Magdalena Kozena : Le paradoxe Kozena
Musique

Magdalena Kozena : Le paradoxe Kozena

Magdalena Kozena est l’invitée de marque des Violons du Roy. Au terme d’une tournée nord-américaine, la cantatrice nous présente un programme qui met en valeur Rameau et Gluck. Discussion baroque.

Que peut-on dire de Magdalena Kozena? Née en Tchécoslovaquie, elle est, avec Cecilia Bartoli, la mezzo-soprano la plus connue à travers le monde. L’image et le talent de cette artiste belle et intelligente sont le porte-étendard de la plus importante étiquette de disques classique: Deutsche Grammophon. Carrière internationale oblige, elle parcourt la planète pour chanter et jouer dans les salles de concert les plus prestigieuses: Metropolitan Opera, Vienna Konzerthaus ou encore Concertgebouw. Elle est diva par obligation, prima donna de la scène lyrique, adulée et admirée. Ah oui! Elle est l’épouse du chef d’orchestre le plus influent dans cette sphère restreinte: Sir Simon Rattle, en poste au Philharmonique de Berlin. Sur ce dernier, prière d’être discret. Et bien sûr, on accorde tout à une diva, au risque d’être persona non grata. Car y avoir accès, c’est un privilège.

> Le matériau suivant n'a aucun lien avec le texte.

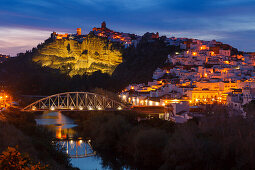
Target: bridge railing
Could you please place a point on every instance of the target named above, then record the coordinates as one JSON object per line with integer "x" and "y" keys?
{"x": 76, "y": 101}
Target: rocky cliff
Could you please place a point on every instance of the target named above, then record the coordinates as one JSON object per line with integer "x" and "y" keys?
{"x": 78, "y": 58}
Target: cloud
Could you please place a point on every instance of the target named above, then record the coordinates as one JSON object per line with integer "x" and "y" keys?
{"x": 204, "y": 19}
{"x": 16, "y": 40}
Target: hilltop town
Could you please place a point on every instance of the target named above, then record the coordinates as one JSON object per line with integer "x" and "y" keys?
{"x": 205, "y": 72}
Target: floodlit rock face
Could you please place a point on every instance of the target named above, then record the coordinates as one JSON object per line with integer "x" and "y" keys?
{"x": 75, "y": 58}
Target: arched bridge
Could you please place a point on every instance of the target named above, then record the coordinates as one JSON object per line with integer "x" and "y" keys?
{"x": 75, "y": 101}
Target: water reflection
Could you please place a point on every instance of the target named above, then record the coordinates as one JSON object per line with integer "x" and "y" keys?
{"x": 79, "y": 149}
{"x": 76, "y": 148}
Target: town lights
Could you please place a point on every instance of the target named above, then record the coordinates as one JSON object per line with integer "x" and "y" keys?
{"x": 194, "y": 53}
{"x": 124, "y": 97}
{"x": 33, "y": 108}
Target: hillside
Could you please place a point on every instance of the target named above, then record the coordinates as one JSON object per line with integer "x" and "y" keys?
{"x": 74, "y": 58}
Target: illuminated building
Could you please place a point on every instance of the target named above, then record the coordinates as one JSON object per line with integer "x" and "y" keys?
{"x": 78, "y": 31}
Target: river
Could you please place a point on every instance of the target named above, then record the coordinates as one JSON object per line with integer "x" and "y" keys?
{"x": 69, "y": 139}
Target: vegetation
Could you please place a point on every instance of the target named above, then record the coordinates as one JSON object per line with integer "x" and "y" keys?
{"x": 75, "y": 58}
{"x": 26, "y": 77}
{"x": 20, "y": 130}
{"x": 213, "y": 142}
{"x": 13, "y": 159}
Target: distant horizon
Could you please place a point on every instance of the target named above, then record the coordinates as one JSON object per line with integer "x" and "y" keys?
{"x": 40, "y": 35}
{"x": 24, "y": 24}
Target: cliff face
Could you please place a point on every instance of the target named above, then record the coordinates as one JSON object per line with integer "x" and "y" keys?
{"x": 70, "y": 56}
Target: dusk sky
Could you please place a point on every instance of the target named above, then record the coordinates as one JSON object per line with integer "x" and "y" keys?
{"x": 25, "y": 23}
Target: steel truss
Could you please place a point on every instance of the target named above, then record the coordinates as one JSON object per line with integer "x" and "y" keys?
{"x": 75, "y": 101}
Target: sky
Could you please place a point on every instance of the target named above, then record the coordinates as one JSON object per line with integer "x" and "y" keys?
{"x": 25, "y": 23}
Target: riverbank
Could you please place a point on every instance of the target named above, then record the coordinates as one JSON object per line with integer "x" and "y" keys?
{"x": 19, "y": 130}
{"x": 213, "y": 142}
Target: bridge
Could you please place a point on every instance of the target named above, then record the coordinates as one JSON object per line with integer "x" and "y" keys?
{"x": 75, "y": 101}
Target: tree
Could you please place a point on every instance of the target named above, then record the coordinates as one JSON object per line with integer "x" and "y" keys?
{"x": 12, "y": 159}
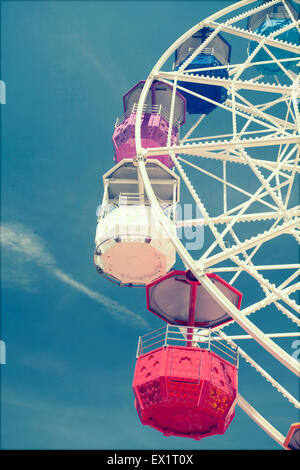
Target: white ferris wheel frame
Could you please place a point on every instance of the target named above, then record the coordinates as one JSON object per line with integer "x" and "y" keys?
{"x": 291, "y": 216}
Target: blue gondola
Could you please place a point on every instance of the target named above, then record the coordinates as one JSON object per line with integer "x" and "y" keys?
{"x": 215, "y": 54}
{"x": 266, "y": 22}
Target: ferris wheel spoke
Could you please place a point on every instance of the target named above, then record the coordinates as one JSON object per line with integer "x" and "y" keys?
{"x": 260, "y": 134}
{"x": 233, "y": 186}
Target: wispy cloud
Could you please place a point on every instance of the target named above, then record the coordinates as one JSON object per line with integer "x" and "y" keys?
{"x": 30, "y": 247}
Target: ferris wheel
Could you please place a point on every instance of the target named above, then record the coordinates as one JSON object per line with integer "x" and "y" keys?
{"x": 223, "y": 102}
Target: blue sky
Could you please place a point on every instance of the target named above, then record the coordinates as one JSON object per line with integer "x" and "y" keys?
{"x": 71, "y": 336}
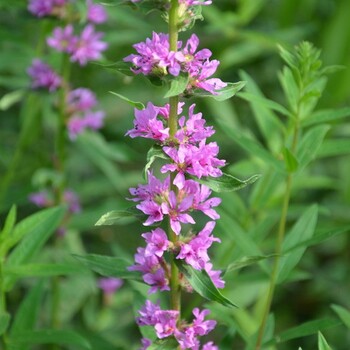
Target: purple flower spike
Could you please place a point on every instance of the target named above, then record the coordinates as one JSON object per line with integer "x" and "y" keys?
{"x": 63, "y": 39}
{"x": 43, "y": 76}
{"x": 96, "y": 13}
{"x": 88, "y": 46}
{"x": 110, "y": 285}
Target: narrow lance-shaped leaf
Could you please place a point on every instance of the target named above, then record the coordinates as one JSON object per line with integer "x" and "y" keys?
{"x": 113, "y": 217}
{"x": 322, "y": 342}
{"x": 202, "y": 284}
{"x": 221, "y": 95}
{"x": 138, "y": 105}
{"x": 50, "y": 336}
{"x": 226, "y": 182}
{"x": 108, "y": 266}
{"x": 343, "y": 314}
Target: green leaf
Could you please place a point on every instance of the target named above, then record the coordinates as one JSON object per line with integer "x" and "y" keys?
{"x": 343, "y": 314}
{"x": 153, "y": 153}
{"x": 36, "y": 230}
{"x": 224, "y": 94}
{"x": 49, "y": 336}
{"x": 108, "y": 266}
{"x": 113, "y": 217}
{"x": 246, "y": 261}
{"x": 43, "y": 270}
{"x": 325, "y": 116}
{"x": 290, "y": 160}
{"x": 177, "y": 85}
{"x": 331, "y": 148}
{"x": 11, "y": 98}
{"x": 28, "y": 312}
{"x": 322, "y": 343}
{"x": 4, "y": 322}
{"x": 9, "y": 224}
{"x": 164, "y": 344}
{"x": 304, "y": 329}
{"x": 226, "y": 182}
{"x": 137, "y": 105}
{"x": 202, "y": 284}
{"x": 310, "y": 144}
{"x": 303, "y": 229}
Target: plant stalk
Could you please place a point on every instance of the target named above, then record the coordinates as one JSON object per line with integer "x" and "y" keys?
{"x": 279, "y": 242}
{"x": 175, "y": 290}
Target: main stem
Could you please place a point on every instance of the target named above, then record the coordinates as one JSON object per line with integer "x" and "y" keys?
{"x": 279, "y": 242}
{"x": 175, "y": 290}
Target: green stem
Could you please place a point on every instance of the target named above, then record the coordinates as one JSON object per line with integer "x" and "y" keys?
{"x": 175, "y": 290}
{"x": 279, "y": 243}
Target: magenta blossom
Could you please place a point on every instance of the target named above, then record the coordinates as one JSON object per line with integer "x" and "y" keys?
{"x": 88, "y": 46}
{"x": 96, "y": 13}
{"x": 110, "y": 285}
{"x": 43, "y": 76}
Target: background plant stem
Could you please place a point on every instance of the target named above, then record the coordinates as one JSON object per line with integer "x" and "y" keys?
{"x": 175, "y": 290}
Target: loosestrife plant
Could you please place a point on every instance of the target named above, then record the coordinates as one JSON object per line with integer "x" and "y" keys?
{"x": 76, "y": 106}
{"x": 172, "y": 259}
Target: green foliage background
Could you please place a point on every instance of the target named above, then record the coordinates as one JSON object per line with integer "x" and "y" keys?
{"x": 244, "y": 35}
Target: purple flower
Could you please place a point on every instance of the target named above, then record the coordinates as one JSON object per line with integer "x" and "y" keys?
{"x": 41, "y": 8}
{"x": 72, "y": 200}
{"x": 154, "y": 57}
{"x": 166, "y": 323}
{"x": 195, "y": 251}
{"x": 148, "y": 314}
{"x": 210, "y": 346}
{"x": 63, "y": 39}
{"x": 146, "y": 343}
{"x": 81, "y": 99}
{"x": 43, "y": 76}
{"x": 88, "y": 46}
{"x": 157, "y": 242}
{"x": 96, "y": 13}
{"x": 147, "y": 125}
{"x": 110, "y": 285}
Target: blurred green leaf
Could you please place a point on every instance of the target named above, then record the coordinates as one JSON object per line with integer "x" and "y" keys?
{"x": 11, "y": 98}
{"x": 4, "y": 321}
{"x": 202, "y": 284}
{"x": 221, "y": 95}
{"x": 113, "y": 217}
{"x": 36, "y": 230}
{"x": 291, "y": 162}
{"x": 43, "y": 270}
{"x": 307, "y": 328}
{"x": 28, "y": 311}
{"x": 137, "y": 105}
{"x": 303, "y": 229}
{"x": 322, "y": 343}
{"x": 49, "y": 336}
{"x": 343, "y": 314}
{"x": 226, "y": 182}
{"x": 177, "y": 85}
{"x": 8, "y": 226}
{"x": 310, "y": 144}
{"x": 108, "y": 266}
{"x": 153, "y": 153}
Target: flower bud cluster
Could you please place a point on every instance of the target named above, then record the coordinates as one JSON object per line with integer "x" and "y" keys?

Mais il serait étriqué de s’attarder davantage à cette dimension de l’artiste. Lui appartient-elle vraiment? La mezzo-soprano de 32 ans possède un talent inouï et un charisme qui relègue aux oubliettes le mythe de la Castafiore. Une voix particulière aussi, pourvue d’un soprano clair et transparent. Pour l’interprétation, elle se démarque par un naturel désarmant dans cette ère astreignante de rigueur musicologique. Il n’y a aucune barrière de langue pour l’interprète. Un atout majeur, qui l’amène à interpréter un répertoire diversifié: "C’est beaucoup de travail, explique-t-elle dans un français impeccable, un intérêt personnel aussi. Quand j’étais petite, le socialisme imposait le russe à l’école, ce qui faisait déjà une seconde langue. À la fin du régime, l’ouverture vers le monde nous amenait à être curieux. La langue française et l’allemand. Il y a un intérêt littéraire aussi, mais c’est une facette du métier qui se développe constamment. Le texte est primordial dans l’interprétation, il détermine les couleurs et le style."

Depuis maintenant huit ans, Magdalena Kozena collabore avec l’élite de la scène baroque européenne. Harnoncourt, Goebel, McCreesh et Marc Minkowski, chef d’orchestre français, fondateur de l’ensemble Les Musiciens du Louvre. "Minkowski est très important pour moi, précise-t-elle. C’est une collaboration qui m’a plongée dans cet univers de fins connaisseurs aux styles très distincts, par moments… scientifiques. C’est l’idéal quand on est plus jeune de se commettre dans ce répertoire. On s’amuse beaucoup, on est créatif avec sa voix."

Une forme de créativité collégiale, à la limite de l’improvisation, qui sied bien à Magdalena Kozena. "Pour la musique baroque, on travaille souvent en petit ensemble, à l’inverse de ces grandes productions en salles comme le Théâtre du Châtelet, par exemple, où votre prestation est scrutée à loupe. C’est très sérieux. Le moindre faux pas et oups! La musique baroque se prêterait bien à un bar, avec un contact plus spontané et libre, comme le jazz. Cela refléterait l’esprit du jeu présent dans cette musique." Accessible en quelque sorte.